I think you have a point there! I had considered a hosepipe earlier but got the relative magnatude's of the curvature mixed up in my head. However the light source in significantly larger than the effect observed. The bow is ~2mm across, and the light source is ~10Cm before going through the lenses. I think this could be the reason why it isn't curved (kinda of the same thing but the other way around!), but I am trying to understand why that is.

Thank you for you help

Leo

 

[neduet89]

keep it up!

 

[yuiop]

I have plotted some rays paths in 3d program trying to duplicate your set up as near as possible, but I am unable to duplicate your results. The ray tracing gives a slightly curved rainbow that is nearly vertical rather than the straight nearly horizontal rainbow in your photo. I have attached the 3d construction if you are interested. The grey cylinder on the right is the light source and the small square on the left represents the back plane of a pin hole camera. The near vertical light blue plane represents the sheet of droplets from the spray bar. I have tried various angles for the water sheet from vertical to 45 degrees and various orientations of the light source relative to the sheet but get nothing close to your result. Obviously I must be making some assumptions that are not in agreement with your actual set up. Incidentally, it might be worth trying taking a photograph with a pin hole camera and this will remove any artefacts due the lenses and filters of your camera. All you have to do is remove the lens from your camera and cover it with aluminium foil and make a pin hole in it. The tricky part is getting the exposure time right and you will need a tripod to hold the camera steady for the long exposure. As I mentioned earlier, it might also be worth getting/borrowing a flash for your camera to freeze the droplets. This is much cheaper than getting a high speed camera.

 

[leoflindall]

I have plotted some rays paths in 3d program trying to duplicate your set up as near as possible, but I am unable to duplicate your results

Thank you for the time, I appreciate it!

The near vertical light blue plane represents the sheet of droplets from the spray bar. I have tried various angles for the water sheet from vertical to 45 degrees and various orientations of the light source relative to the sheet but get nothing close to your result. Obviously I must be making some assumptions that are not in agreement with your actual set up.

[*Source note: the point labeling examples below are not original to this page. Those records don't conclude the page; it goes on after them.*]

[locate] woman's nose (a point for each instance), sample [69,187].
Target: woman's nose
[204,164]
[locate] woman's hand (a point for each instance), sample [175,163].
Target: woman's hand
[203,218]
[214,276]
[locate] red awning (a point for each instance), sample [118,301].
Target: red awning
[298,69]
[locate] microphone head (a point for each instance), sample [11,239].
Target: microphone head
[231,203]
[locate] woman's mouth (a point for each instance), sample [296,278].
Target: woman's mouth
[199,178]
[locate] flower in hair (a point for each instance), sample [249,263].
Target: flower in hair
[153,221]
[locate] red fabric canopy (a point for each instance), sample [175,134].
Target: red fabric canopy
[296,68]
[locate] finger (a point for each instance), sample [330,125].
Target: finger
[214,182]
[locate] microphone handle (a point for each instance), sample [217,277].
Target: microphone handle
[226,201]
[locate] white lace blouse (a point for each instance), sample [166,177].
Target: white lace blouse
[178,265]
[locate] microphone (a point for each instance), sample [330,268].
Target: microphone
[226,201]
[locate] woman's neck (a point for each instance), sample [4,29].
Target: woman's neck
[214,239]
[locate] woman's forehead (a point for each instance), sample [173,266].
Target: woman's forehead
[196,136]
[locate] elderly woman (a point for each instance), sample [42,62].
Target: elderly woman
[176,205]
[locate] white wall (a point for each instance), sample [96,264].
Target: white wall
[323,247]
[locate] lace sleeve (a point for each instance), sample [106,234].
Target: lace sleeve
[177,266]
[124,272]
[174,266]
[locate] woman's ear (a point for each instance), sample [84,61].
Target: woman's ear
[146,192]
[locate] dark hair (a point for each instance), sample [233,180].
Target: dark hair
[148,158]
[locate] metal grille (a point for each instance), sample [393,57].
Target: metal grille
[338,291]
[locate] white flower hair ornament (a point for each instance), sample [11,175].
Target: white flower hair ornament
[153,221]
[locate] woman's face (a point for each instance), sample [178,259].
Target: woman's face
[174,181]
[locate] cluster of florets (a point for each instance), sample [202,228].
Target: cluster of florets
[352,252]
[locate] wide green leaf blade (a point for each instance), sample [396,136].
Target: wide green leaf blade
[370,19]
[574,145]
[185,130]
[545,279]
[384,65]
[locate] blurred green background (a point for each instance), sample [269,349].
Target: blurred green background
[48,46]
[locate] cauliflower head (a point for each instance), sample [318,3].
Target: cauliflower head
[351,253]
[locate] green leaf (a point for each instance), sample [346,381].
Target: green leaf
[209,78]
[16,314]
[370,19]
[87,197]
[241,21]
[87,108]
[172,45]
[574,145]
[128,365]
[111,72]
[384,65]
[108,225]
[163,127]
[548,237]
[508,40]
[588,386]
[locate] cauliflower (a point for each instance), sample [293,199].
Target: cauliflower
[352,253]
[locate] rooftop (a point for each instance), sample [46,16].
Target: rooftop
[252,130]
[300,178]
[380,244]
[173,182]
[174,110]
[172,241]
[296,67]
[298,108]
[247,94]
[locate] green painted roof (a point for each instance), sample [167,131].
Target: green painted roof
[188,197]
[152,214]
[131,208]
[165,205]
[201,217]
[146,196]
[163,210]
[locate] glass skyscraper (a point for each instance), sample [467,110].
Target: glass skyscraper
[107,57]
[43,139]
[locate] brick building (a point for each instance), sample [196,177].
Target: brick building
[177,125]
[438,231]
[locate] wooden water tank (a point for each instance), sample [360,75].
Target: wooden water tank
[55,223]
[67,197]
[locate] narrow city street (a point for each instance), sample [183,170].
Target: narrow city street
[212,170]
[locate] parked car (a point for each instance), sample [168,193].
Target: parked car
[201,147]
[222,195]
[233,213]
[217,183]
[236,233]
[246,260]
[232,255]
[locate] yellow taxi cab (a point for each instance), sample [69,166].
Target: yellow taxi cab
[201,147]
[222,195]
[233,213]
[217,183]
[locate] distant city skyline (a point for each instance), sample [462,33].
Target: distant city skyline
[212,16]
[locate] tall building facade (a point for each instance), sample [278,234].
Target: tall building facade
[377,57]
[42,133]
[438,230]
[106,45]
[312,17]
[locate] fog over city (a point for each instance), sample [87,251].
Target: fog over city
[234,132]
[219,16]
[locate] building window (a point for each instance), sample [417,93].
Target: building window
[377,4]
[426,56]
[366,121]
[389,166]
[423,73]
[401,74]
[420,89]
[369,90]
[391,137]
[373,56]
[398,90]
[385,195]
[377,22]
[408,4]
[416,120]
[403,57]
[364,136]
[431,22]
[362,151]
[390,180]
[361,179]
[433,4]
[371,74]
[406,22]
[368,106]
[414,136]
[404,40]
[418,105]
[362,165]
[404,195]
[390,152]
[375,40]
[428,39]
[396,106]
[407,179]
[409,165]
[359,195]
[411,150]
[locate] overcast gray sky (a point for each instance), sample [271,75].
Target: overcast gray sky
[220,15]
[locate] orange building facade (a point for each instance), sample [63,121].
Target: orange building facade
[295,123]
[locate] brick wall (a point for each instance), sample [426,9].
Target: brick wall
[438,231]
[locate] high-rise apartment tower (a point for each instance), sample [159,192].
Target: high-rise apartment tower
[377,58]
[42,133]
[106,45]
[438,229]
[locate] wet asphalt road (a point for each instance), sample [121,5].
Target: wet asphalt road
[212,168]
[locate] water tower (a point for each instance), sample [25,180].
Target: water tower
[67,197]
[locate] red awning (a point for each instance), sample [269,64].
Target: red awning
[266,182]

What the program has predicted is what I would have expected, and as far I can see you have made any assumptions that are not the case, or at least significant enougth to alter the bow so significantly!

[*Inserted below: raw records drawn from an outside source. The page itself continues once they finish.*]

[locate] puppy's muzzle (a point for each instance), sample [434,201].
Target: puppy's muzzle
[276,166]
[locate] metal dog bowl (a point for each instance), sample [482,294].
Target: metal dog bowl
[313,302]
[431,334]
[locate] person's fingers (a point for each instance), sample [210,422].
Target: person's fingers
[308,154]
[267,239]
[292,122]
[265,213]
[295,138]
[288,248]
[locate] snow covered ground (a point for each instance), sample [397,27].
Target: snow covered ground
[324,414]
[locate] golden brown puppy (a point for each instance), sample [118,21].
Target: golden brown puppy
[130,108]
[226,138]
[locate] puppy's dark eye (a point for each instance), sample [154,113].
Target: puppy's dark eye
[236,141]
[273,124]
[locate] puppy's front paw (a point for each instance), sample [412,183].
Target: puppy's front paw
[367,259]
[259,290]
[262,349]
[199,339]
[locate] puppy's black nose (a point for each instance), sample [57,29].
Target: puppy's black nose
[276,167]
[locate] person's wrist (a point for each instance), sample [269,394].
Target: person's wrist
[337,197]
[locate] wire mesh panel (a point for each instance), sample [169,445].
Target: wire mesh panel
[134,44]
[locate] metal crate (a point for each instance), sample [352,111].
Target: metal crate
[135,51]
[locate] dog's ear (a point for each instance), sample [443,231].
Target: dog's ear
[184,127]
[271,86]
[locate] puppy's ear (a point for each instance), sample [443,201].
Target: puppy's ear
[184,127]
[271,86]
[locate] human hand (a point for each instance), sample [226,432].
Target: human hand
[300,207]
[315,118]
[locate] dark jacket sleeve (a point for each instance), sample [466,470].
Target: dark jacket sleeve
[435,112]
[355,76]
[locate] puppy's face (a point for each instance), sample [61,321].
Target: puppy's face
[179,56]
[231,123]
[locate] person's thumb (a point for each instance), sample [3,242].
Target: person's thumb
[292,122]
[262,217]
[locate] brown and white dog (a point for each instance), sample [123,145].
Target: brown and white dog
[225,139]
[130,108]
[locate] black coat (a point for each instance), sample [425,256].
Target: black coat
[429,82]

I have attached a very crude paint image od what i think might be going on, where the light is incident on the particle and is reflected in the x-plane, then reflected in the Z-plane and the refracted in the Z-plane. I think this would give the image observed, but as an explanation it's not sitting particularly well. And if it does explain the effect, I have no therotical rational to support the hyperthosis just that it is instramantal in explaining the observation!

Many Thanks

Leo

 

[leoflindall]

ATTACHEMENT!

Once again I fogot to attach the file! Here it is...

Leo

 

[yuiop]

I have attached a very crude paint image od what i think might be going on, where the light is incident on the particle and is reflected in the x-plane, then reflected in the Z-plane and the refracted in the Z-plane. I think this would give the image observed, but as an explanation it's not sitting particularly well. And if it does explain the effect, I have no therotical rational to support the hyperthosis just that it is instramantal in explaining the observation!

I found a very good applet for tracing the various light paths through a raindrop here http://www.phy.ntnu.edu.tw/ntnujava/index.php?topic=44 and that link has a couple of good videos too. Unfortunately, I am still not able to explain your observation adequately. Hopefully you will keep us informed if you make any additional observations in your experiment that shed any light (:tongue:) on this problem.